At the 2021 Society for Corporate Governance National Conference, SEC Commissioner Allison Herren Lee  advocated for corporate boards to "integrate climate and ESG into governance practices." She argued that integration of environmental, social and governance ("ESG") matters into board oversight would mitigate risk and help companies "compete for capital based on good ESG governance."

Ms. Lee explained that boards of directors at publicly listed companies oversee the audit of financial statements, which will increasingly have to engage with ESG matters as they affect the "valuation of assets, inventory, supply chain and future cash flows." Further, she argued, "boards increasingly have oversight obligations related to climate and ESG risks - identification, assessment, decision-making, and disclosure of such risks." Ms. Lee pointed out that existing federal requirements already implicate board engagement with ESG matters, including:

  • the SEC's 2010 climate guidance, which identifies relevant disclosure requirements;
  • the SEC's recent update to Item 101 ("Description of business") of Regulation S-K, which identifies human capital as a potentially material disclosure topic; and
  • Item 407(h) of Regulation S-K, mandating disclosure of the board's role in the risk oversight of a company, which could include climate change risks.
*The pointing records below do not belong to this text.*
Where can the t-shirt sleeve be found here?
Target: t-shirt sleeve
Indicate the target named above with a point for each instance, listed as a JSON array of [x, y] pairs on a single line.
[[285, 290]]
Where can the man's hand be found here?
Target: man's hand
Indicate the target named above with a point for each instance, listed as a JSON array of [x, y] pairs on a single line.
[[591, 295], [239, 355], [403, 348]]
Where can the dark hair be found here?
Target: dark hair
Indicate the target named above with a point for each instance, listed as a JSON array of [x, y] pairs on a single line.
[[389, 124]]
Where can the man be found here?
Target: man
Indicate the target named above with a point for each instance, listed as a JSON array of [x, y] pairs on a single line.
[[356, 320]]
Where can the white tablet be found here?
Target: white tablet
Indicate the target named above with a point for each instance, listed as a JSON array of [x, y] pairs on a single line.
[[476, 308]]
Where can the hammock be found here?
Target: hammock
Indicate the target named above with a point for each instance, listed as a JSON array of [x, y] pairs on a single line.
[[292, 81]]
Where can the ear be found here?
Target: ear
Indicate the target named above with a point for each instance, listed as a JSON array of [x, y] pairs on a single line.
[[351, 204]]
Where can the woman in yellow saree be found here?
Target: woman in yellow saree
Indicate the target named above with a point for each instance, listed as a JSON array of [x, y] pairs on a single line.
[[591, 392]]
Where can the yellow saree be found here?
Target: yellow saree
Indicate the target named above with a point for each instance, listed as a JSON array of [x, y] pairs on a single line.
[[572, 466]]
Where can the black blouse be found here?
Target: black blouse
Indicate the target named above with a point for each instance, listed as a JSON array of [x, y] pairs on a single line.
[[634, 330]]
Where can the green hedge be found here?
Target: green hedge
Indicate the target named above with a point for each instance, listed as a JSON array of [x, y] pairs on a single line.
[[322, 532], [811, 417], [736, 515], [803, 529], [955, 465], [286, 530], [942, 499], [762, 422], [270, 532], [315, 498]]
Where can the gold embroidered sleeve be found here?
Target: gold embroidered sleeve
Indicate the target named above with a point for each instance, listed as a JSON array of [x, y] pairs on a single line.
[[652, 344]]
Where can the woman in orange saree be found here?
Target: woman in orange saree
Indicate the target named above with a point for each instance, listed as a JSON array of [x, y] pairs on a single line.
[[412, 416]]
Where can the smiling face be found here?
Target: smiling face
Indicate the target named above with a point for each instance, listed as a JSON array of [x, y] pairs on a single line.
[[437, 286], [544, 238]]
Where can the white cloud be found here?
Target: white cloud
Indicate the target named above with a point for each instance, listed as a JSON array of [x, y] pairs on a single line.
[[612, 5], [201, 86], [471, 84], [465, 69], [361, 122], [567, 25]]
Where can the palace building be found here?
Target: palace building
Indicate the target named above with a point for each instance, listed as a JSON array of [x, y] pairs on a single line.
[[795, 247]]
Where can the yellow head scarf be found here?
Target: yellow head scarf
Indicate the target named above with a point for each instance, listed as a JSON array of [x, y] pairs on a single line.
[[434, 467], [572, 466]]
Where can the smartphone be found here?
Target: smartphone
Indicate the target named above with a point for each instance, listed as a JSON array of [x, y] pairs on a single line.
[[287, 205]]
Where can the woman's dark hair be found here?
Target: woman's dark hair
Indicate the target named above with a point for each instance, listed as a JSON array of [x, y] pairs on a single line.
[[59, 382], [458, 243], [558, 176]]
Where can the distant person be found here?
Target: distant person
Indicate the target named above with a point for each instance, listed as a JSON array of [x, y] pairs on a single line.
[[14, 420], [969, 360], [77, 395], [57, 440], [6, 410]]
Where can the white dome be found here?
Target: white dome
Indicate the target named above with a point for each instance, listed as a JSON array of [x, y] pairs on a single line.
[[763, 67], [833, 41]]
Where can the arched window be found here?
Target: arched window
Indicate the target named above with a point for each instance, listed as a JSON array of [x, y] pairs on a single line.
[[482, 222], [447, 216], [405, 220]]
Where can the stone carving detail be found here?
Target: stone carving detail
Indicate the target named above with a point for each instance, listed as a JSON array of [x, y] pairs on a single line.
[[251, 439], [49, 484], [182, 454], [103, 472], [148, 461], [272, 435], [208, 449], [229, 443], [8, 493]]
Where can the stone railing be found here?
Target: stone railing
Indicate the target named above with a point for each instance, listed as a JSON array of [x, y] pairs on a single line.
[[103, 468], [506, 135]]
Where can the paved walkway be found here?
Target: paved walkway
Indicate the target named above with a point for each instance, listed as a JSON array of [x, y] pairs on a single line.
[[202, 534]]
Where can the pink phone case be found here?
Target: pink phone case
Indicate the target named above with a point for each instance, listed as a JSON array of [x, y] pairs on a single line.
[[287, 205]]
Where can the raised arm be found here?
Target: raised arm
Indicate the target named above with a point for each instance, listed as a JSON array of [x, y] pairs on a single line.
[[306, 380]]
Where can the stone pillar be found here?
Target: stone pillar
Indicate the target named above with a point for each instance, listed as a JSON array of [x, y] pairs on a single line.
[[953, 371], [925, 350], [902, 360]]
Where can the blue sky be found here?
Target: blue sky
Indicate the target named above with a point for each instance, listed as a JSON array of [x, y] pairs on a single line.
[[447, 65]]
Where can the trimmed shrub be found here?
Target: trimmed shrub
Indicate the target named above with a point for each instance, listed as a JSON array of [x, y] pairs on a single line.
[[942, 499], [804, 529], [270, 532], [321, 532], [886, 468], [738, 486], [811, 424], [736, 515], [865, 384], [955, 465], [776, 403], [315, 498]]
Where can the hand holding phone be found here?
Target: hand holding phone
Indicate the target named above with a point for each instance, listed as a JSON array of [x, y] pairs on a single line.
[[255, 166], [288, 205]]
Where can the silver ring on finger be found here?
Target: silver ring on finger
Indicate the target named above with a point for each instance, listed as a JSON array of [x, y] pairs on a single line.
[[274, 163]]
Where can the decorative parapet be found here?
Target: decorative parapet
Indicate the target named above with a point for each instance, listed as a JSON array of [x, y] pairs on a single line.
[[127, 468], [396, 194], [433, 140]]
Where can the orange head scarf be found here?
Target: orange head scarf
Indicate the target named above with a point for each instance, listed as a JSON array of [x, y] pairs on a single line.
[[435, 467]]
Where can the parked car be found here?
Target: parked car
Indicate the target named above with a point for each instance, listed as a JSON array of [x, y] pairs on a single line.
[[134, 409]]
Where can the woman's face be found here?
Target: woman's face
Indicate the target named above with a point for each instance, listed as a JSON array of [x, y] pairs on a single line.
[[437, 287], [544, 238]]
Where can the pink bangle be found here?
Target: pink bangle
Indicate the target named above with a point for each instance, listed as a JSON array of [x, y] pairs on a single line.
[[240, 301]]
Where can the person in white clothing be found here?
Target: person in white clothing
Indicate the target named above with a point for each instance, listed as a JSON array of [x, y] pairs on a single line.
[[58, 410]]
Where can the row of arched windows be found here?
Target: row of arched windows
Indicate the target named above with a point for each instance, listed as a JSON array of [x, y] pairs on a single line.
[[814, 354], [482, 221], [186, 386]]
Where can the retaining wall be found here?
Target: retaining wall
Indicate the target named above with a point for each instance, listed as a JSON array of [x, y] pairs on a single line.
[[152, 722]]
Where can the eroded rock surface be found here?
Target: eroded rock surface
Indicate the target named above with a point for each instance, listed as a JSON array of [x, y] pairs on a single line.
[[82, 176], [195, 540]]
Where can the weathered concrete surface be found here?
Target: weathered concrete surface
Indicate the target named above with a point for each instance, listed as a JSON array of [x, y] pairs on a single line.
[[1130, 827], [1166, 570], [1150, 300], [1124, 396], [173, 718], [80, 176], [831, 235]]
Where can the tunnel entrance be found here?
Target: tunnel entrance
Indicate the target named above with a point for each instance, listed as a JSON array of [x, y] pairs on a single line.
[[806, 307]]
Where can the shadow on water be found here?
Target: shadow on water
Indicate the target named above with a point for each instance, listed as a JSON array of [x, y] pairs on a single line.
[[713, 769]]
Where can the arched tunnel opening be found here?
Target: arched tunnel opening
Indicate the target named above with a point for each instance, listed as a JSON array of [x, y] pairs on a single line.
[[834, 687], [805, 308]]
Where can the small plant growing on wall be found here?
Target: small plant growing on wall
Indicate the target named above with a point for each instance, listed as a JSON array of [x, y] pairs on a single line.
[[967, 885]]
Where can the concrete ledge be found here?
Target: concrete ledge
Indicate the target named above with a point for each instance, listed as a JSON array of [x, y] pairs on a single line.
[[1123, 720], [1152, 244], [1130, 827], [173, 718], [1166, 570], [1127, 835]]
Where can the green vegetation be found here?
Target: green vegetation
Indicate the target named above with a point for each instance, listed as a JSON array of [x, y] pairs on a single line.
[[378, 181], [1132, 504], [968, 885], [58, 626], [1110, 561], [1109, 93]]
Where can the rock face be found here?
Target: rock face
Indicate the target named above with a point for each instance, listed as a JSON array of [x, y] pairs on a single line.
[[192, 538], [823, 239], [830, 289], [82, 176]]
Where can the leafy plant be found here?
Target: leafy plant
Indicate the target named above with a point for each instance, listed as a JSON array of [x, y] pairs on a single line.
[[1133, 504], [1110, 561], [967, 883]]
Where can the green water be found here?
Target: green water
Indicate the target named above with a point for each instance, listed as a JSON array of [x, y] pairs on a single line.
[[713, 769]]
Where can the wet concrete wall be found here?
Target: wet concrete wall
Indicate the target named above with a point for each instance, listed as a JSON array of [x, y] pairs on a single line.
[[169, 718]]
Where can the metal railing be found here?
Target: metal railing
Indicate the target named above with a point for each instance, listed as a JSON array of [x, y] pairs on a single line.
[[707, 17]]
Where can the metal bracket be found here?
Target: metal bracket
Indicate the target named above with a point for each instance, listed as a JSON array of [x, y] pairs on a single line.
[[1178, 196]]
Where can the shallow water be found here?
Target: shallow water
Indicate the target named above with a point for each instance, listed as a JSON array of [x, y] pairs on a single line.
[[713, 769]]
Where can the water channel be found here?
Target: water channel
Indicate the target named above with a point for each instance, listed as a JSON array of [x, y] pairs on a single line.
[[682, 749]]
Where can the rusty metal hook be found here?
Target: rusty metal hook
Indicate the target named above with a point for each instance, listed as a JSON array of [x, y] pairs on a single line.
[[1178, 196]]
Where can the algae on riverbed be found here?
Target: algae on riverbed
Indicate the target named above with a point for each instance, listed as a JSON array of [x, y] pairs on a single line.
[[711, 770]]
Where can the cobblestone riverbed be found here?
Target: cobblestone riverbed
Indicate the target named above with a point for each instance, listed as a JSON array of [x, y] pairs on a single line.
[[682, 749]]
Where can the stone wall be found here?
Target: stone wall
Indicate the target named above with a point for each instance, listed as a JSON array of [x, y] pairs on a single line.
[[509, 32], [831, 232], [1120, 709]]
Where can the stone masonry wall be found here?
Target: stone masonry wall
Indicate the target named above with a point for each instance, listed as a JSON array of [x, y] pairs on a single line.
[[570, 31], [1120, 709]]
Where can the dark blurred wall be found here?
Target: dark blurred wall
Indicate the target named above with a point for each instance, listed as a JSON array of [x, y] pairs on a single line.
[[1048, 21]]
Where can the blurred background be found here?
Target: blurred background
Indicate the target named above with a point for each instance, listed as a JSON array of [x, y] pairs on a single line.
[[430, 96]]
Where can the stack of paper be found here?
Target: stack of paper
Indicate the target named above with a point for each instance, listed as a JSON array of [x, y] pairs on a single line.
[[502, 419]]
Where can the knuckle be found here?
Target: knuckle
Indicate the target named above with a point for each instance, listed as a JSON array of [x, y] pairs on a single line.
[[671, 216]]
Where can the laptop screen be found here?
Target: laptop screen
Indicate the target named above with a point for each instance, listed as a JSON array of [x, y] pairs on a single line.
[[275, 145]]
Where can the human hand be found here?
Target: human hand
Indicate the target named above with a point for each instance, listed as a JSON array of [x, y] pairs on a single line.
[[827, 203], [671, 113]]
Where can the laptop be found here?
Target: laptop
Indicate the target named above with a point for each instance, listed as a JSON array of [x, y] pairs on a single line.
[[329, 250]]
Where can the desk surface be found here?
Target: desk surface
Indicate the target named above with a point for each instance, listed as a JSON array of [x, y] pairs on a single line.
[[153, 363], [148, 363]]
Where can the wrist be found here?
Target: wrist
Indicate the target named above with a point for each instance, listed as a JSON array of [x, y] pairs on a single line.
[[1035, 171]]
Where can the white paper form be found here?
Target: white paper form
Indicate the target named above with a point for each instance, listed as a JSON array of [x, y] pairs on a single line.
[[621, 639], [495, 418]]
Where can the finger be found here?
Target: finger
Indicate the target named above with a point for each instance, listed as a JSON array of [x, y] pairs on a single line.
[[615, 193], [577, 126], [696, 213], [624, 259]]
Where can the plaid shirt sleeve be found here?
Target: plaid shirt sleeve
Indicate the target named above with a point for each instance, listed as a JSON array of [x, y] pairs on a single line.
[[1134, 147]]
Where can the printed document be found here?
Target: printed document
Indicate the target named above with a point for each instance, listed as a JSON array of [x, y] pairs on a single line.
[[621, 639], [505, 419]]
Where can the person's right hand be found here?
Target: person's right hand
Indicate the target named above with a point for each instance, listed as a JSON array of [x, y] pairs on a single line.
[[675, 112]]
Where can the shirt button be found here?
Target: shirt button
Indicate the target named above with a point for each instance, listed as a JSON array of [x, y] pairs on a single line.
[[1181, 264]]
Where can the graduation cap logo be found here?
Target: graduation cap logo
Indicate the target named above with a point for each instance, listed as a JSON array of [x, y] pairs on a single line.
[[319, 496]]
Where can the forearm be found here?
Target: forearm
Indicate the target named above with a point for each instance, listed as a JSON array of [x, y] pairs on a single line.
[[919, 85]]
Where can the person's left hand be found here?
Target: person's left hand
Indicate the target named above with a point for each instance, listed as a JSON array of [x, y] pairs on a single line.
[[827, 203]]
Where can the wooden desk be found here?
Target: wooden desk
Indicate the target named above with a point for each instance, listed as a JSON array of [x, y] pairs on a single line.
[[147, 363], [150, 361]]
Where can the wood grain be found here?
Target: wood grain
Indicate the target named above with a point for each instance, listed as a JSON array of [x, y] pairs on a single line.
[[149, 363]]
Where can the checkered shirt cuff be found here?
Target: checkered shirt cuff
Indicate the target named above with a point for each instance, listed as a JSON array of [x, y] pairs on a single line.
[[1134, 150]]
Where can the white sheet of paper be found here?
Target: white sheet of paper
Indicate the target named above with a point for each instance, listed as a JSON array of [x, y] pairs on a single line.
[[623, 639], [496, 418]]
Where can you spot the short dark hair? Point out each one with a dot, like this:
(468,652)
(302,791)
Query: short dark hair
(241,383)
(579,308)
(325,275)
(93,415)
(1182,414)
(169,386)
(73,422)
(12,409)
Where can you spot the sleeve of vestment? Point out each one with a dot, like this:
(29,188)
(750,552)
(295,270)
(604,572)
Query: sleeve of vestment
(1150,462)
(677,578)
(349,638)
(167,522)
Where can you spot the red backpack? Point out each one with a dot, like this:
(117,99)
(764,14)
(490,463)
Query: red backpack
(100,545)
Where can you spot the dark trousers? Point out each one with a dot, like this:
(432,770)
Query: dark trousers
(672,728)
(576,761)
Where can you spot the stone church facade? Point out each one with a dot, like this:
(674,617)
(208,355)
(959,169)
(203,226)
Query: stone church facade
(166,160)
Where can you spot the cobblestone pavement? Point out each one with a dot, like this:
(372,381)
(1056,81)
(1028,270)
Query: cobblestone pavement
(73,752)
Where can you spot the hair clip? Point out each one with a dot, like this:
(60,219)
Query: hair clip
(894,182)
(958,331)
Ms. Lee also noted that under state law, directors have fiduciary duties of (i) loyalty and care, which requires that the board be well informed when making corporate decisions and (ii) good faith, which establishes the need to investigate "red flags" that suggest legal violations. Ms. Lee stated that the latter may require a "deeper dive" on climate change, arguing that unaddressed red flags relating to an emissions regulation violations could trigger the duty of good faith.

To maximize ESG opportunities, Ms. Lee suggested: (i) "board refreshment," or putting new directors on boards with an emphasis on diversity; (ii) enhancing ESG competence on the board by integrating ESG considerations into nominating processes; and (iii) tying executive compensation to ESG metrics.

Commentary Steven Lofchie

Currently, there is no agreement on what ESG metrics are - or should be. If Commissioner Lee's recommendation is for compensation or other factors to be tied to such metrics, then she must first define her view of ESG metrics and explain why these factors should be based on them. Without such specificity, it is difficult to evaluate the recommendation.